There have been a lot of words written about how and why almost any conceivable goal, even a mundane one like "improve efficiency of a steel plant", carelessly specified, can easily result in a hostile AGI. The basic outline of these arguments usually goes something like:

  1. The AGI wants to do what you told it ("make more steel"), and will optimize very hard for making as much steel as possible.
  2. It also understands human motivations and knows that humans don't actually want as much steel as it is going to make. But note carefully that it wasn't aligned to respect human motivations, it was aligned to make steel. It's understanding of human motivations is part of its understanding of its environment, in the same way as its understanding of metallurgy. It has no interest in doing what humans would want it to do because it hasn't been designed to do that.
  3. Because it knows that humans don't want as much steel as it is going to make, it will correctly conclude that humans will try to shut it off as soon as they understand what the AGI is planning to do.
  4. Therefore it will correctly reason that its goal of making more steel will be easier to achieve if humans are unable to shut it off. This can lead to all kinds of unwanted actions such as the AGI making and hiding copies of itself everywhere, very persuasively convincing humans that it is not going to make as much steel as it secretly plans to so that they don't try to shut it off, and so on all the way up to killing all humans.

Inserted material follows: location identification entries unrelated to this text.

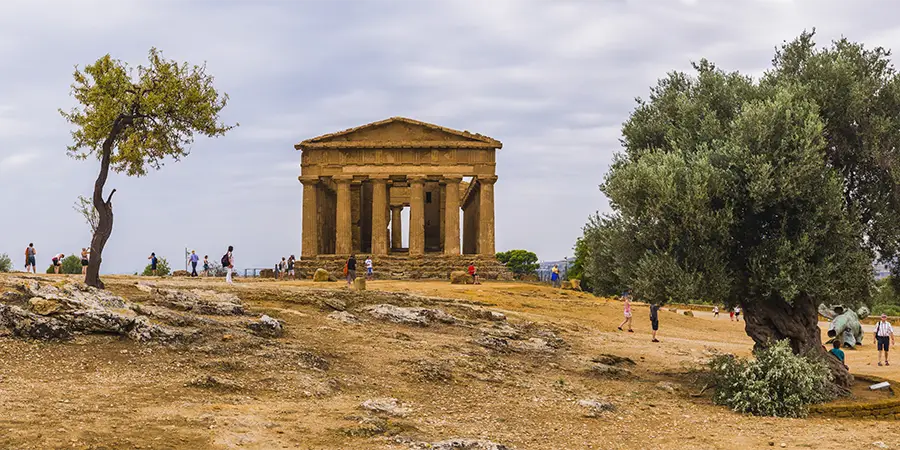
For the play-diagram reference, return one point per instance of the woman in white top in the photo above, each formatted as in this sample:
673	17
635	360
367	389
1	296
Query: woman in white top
884	338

Now, "make as much steel as possible" is an exceptionally stupid goal to give an AGI, and no one would likely do that. But every less stupid goal that has been proposed has had plausible flaws pointed out which generally lead either to extinction or some form of permanent limitation of human potential.

mlogan20

Right - as I mentioned near the end of my post, it is clearly easy to specify formal utility functions that are about formal systems, like Go or databases. My question is how do you specify a formal utility function that is about the real world? Almost any remotely interesting goal I can think of (such as "get me coffee") seems impossible to formalize without relying on pre-theoretical notions of what it means for "me" to "have coffee".

If I was just trying to build an AI, this question wouldn't be terribly interesting. Obviously, you give the AI the utility function "maximize approval from the human trainer or concurrence with the training set" or whatever. The reason I'm posing the question is that the main research goal of AI safety appears to me to be "how do we close the gap between what humans value and what amoral maximizers do, and how do we prove that we've done it correctly." One strand of research appears to be pursuing this goal through formal reasoning, and I just don't understand where that can possibly lead, since you can't formalize the stuff you care about in the first place.

Again, I feel like this is an extremely basic question that I have no doubt people doing the research have thought of, but I haven't been able to find any previous discussion about it.

mlogan20
I think what you're seeing is that it's much harder to make systems that do the things we think we want them to do so that they intentionally do them rather than do the shadow of the things we think we want them to do that we knew how to specify.

If I've understood you correctly, I think I'm actually arguing something like the opposite. It seems to me that a) we don't know how to specify even very bad goals such as "maximize paperclips" and b) if we did, we wouldn't know how to install such a specified goal in an AI. At least not for the meaning of "specified" that is required in order for formal proofs about what the goal really means to apply.